You pretended to others it wouldn’t matter; climbing is its own recompense, the work its own reward. But this was a mere insulation. You’ve always wanted to be known. Recognition holds the same rush as rappelling and readership is the same as a rope: you cannot reach the top without it.
Your fear is to be poorly received, to become known not for the beautiful boom of your voice from the top of a great height, but for the tinny emptiness it may echo when it reaches the ground.
In the past, you have protected yourself from chilly reception by behaving as though you shouldn’t be where you are at all, that your presence at one pinnacle or the next is all but miraculous, that talent is a mere sleight of hand.
You understand, now that you can see the true distance of a descent, how unwise it is to pretend your own unworthiness for so long. You will convince yourself of it, and even now, from time to time, you are still beguiled by the idea of flinging yourself down.
From this height, you can see other far off climbers, standing atop higher peaks, dancing, so deep-breathed and darling, their beckoning calls a kind of dare to those still below.
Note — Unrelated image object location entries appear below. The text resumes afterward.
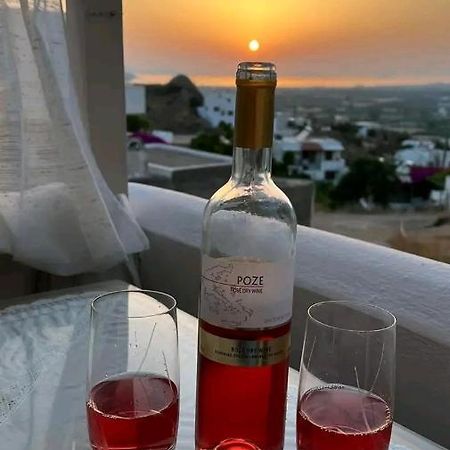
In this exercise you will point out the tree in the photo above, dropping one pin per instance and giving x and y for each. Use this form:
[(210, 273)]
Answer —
[(367, 178), (218, 140)]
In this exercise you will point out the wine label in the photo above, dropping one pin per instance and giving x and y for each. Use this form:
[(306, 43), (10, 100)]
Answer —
[(247, 353), (240, 293)]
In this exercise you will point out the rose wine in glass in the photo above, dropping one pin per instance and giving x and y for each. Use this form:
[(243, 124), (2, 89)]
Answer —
[(133, 399), (347, 378), (343, 418), (248, 254)]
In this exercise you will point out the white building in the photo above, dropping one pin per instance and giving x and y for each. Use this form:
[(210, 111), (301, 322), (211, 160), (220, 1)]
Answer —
[(218, 106), (319, 158), (135, 101)]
There is room for us all, they are calling. But we never really know if this is true. We do not know who will tug at our harnesses and tethers, endangering us to leverage themselves. We remain unsure who comes not to build but to topple. It can make you uneasy, being watched and clambered toward, a bastion to expectation. You do not have your own advice to offer down the mountain — not really — but you give some anyway, as often as you’re asked, and you hope it works. You hope you work. With every rising sun, you tamp down your deprecation and reacclimate yourself to this air.
3 responses to “The Air at the Top: On Fear of Exposure”
Ah. How does someone write this wonderfully. It’s simply breathtakingly put, and true. Please keep appearing….
How beautiful. I am afraid to write to be known for it and to branch out. Yes afraid of the vultures and the criticism. Thank you for helping me see.
I’m out there, but I don’t know that I feel as you have so beautifully described. I don’t recognize myself in your words. The fear, yes, but the summit – no. I am still climbing. Too busy figuring out my own path to even look up and see who else is around. I don’t feel that the knowledge will push me higher. In your words, I appreciate the glimpse of what may be ahead, but now it’s back to the climb and battling the fear.